Federal Reserve Chair Janet Yellen, easing investor concern that interest rates may rise earlier than previously forecast, said the central bank’s unprecedented stimulus will be needed for “some time.”
Yellen, citing the examples of three people struggling to find work, used a speech to a community development conference in Chicago to make the case for continued Fed stimulus, which has included more than five years of interest rates near zero and trillions in bond purchases.
“This extraordinary commitment is still needed and will be for some time, and I believe that view is widely shared by my fellow policymakers at the Fed,” Yellen said in her remarks to a Fed community development conference. “The scars from the Great Recession remain, and reaching our goals will take time.”

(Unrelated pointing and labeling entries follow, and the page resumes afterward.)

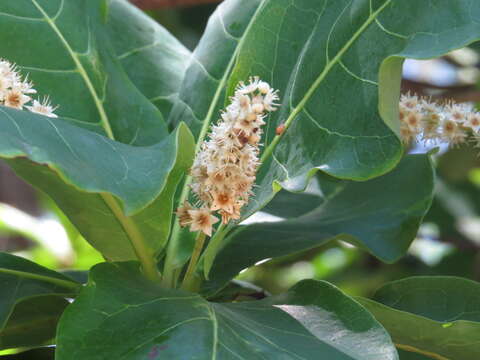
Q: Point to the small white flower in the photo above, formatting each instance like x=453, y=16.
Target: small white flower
x=224, y=169
x=42, y=108
x=15, y=91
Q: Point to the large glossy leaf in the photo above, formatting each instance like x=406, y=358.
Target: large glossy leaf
x=120, y=315
x=32, y=301
x=82, y=166
x=331, y=61
x=154, y=60
x=436, y=316
x=381, y=215
x=66, y=48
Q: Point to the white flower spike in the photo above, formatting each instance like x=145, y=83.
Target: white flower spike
x=224, y=169
x=15, y=92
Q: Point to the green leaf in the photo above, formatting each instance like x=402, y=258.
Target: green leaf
x=31, y=302
x=314, y=320
x=436, y=316
x=154, y=60
x=337, y=65
x=33, y=322
x=381, y=215
x=75, y=63
x=83, y=168
x=35, y=354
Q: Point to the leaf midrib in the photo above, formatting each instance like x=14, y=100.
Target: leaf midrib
x=83, y=73
x=269, y=150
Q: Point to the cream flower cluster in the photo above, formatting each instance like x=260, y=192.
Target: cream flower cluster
x=425, y=120
x=224, y=169
x=15, y=92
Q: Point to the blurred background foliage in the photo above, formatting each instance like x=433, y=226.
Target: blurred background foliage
x=448, y=242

Stocks rose as Yellen highlighted the Fed’s commitment to spur the economy and put 10.5 million unemployed Americans back to work. Share prices fell on March 19, when she said in a press conference that the Fed might start raising the benchmark interest rate above zero about six months after ending its bond purchase program. Yellen didn’t mention a timetable today.

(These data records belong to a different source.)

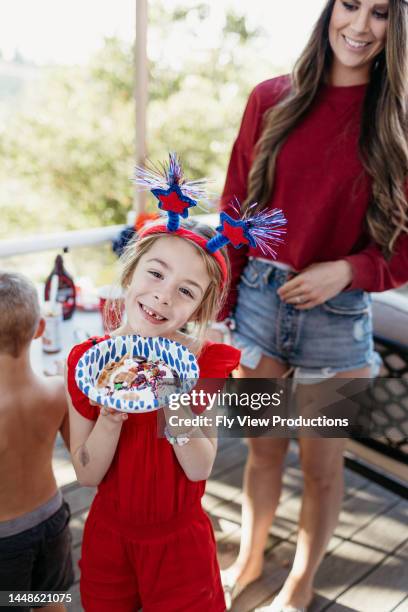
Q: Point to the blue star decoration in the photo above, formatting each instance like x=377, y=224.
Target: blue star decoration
x=173, y=200
x=236, y=231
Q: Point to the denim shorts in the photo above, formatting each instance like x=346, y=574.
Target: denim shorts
x=39, y=558
x=335, y=336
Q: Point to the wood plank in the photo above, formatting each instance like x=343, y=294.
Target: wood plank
x=275, y=571
x=387, y=531
x=360, y=509
x=402, y=607
x=345, y=566
x=385, y=586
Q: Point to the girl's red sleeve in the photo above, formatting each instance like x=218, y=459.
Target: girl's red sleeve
x=79, y=400
x=216, y=363
x=218, y=360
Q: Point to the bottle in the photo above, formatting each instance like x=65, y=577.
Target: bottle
x=66, y=288
x=51, y=339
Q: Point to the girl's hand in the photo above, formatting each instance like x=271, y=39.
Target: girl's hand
x=316, y=284
x=112, y=416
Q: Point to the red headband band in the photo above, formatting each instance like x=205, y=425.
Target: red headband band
x=184, y=233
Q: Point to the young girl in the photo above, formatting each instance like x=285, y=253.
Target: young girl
x=147, y=541
x=328, y=144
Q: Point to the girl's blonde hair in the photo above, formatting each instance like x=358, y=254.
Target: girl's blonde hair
x=217, y=289
x=383, y=143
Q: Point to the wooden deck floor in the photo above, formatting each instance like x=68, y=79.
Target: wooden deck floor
x=366, y=566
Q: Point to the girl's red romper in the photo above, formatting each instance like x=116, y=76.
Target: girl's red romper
x=147, y=541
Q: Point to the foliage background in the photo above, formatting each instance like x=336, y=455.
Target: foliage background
x=67, y=154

“It is an indirect pushback,” said Ward McCarthy, chief financial economist at Jefferies LLC in New York. “I don’t think she could directly contradict what she said at the press conference, so she did the next best thing, which was to paint a picture of a Fed that is going to be accommodative for a long, long time.”
Large numbers of partly unemployed workers, stagnant wages, lower labor-force participation and longer periods of joblessness show that “there remains considerable slack in the economy and the labor market,” Yellen said.

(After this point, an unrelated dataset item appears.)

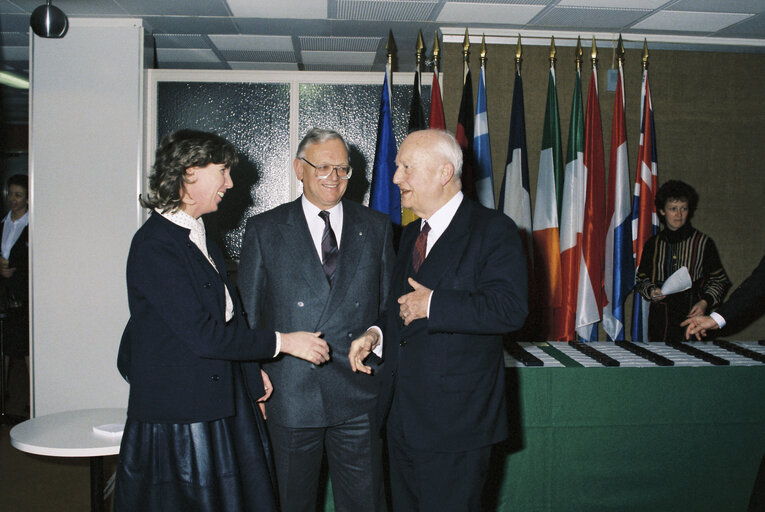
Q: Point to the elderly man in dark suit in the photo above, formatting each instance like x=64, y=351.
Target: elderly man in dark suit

The Standard & Poor’s 500 Index rose 0.6% to 1,868.55 at 11:38 a.m. in New York. The yield on the 10-year Treasury note was up two basis points, or 0.02 percentage point, to 2.74%.
The Federal Open Market Committee has kept the benchmark interest rate near zero since December 2008 and sought to cut borrowing costs and fuel growth through bond buying that has more than quadrupled its assets to $4.23 trillion.
While policy makers have slowed the pace of their monthly asset purchases over the past three gatherings to $55 billion from $85 billion, Yellen said the central bank’s “commitment is strong” to helping sustain progress in the job market.